Sean Giery is an evolutionary ecologist currently at Penn State University. He has been conducting ecological research on Abaco since 2009. His research focuses on understanding how variation arises within species and how that variation can influence ecological processes.
Perry Institute for Marine Science
Hurricane Dorian Coral Reef Impacts & Recovery
In June of 2019, the Perry Institute for Marine Science led a research expedition to survey coral reef health around the Little Bahama Bank, assessing conditions of fish, benthic and coral communities at over 30 sites spread around Grand Bahama and Abaco. These data unexpectedly became incredibly valuable as baselines for determining how Hurricane Dorian impacted reefs, and our team resurveyed most of the same sites in October of 2019, just a month after the storm hit, and again in April of 2021 to see how the reefs are recovering from Dorian’s impacts. We present here an overview of the damages and patterns observed, drawing on qualitative experiences, in-water Atlantic and Gulf Rapid Reef Assessment (AGRRA) surveys, and time-series photomosaic data, to give as complete a picture as possible of the effects of Hurricane Dorian on coral reefs, and their outlook for the future.

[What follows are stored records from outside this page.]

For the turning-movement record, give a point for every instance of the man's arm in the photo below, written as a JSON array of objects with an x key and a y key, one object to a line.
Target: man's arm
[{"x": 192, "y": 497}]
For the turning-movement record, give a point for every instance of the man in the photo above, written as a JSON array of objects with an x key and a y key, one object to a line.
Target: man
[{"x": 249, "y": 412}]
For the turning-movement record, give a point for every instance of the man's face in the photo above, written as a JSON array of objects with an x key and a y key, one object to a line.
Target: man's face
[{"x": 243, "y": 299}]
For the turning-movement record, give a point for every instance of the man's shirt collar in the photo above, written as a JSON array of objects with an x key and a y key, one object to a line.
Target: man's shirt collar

Hurricane Dorian Mangrove Damage Assessments and Restoration
Hurricane Dorian caused extensive damage to mangrove ecosystems throughout both the Abaco Islands and Grand Bahama. Initial maps based on satellite data estimated that more than 44,000 acres of mangrove habitat had been damaged, but the scope of the damage was not assessed in great detail. We conducted assessments in July-August of 2021 at 39 sites throughout the Little Bahama Bank that involved in-water fish and benthic surveys as well as high-resolution and multispectral drone maps to reveal the health of mangrove systems in unprecedented detail. These site assessments are being coupled with more detailed and specific satellite maps to better determine the amount of damage in each area to assist in restoration planning efforts. We are also combining scientific data with stakeholder assessments and community outreach to prioritize areas where restoration is most critical from both a social and ecological perspective.

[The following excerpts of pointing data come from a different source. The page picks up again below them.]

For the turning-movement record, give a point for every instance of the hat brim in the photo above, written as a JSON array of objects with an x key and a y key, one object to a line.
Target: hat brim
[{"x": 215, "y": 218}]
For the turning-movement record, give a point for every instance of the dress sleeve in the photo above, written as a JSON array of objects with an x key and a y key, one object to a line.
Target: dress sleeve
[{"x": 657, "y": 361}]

Bradley Watson - Biodiversity Conservation, Climate Resilience, and Sustainable Development
The Bahamas is a big ocean nation with big ocean challenges that can be overcome by actively preserving, restoring and communicating about terrestrial and marine systems – safeguarding the biodiversity within them. I will describe biodiversity conservation in the context of the UN’s sustainable development goals to illustrate how integral environmental restoration, preservation and communication are to Bahamian sustainable development. The Bahamas National Trust (BNT) and its partners have engaged in research, conservation and outreach initiatives focused on mangrove, coral, and pine habitats over the two years since Hurricane Dorian. By considering these efforts through a sustainable development framework, we can highlight connections between nature and society while increasing our impact on the people, species, and spaces the BNT serves.

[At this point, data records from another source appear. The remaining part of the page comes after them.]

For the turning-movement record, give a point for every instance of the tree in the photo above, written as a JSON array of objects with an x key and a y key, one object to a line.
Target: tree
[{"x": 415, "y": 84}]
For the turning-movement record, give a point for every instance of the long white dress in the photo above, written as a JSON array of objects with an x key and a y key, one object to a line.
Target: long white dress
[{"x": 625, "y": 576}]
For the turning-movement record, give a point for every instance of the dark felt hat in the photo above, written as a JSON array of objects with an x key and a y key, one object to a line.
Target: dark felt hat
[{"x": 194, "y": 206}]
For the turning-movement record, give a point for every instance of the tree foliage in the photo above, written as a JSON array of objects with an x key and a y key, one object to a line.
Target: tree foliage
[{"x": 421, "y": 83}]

Bradley is an environmental scientist and sustainable development professional who helped organize the Bahamas National Trust’s terrestrial surveys and outreach activities after hurricane Dorian. His expertise lies in plant and avian ecology, and he is currently completing a masters in Sustainable Development to add to his master’s degree in Biology. Upon completing his studies as a Chevening Scholar, Bradley plans to integrate biodiversity conservation with sustainable development to help the Bahamas develop a climate-change resilient society that benefits from and protects its natural resources.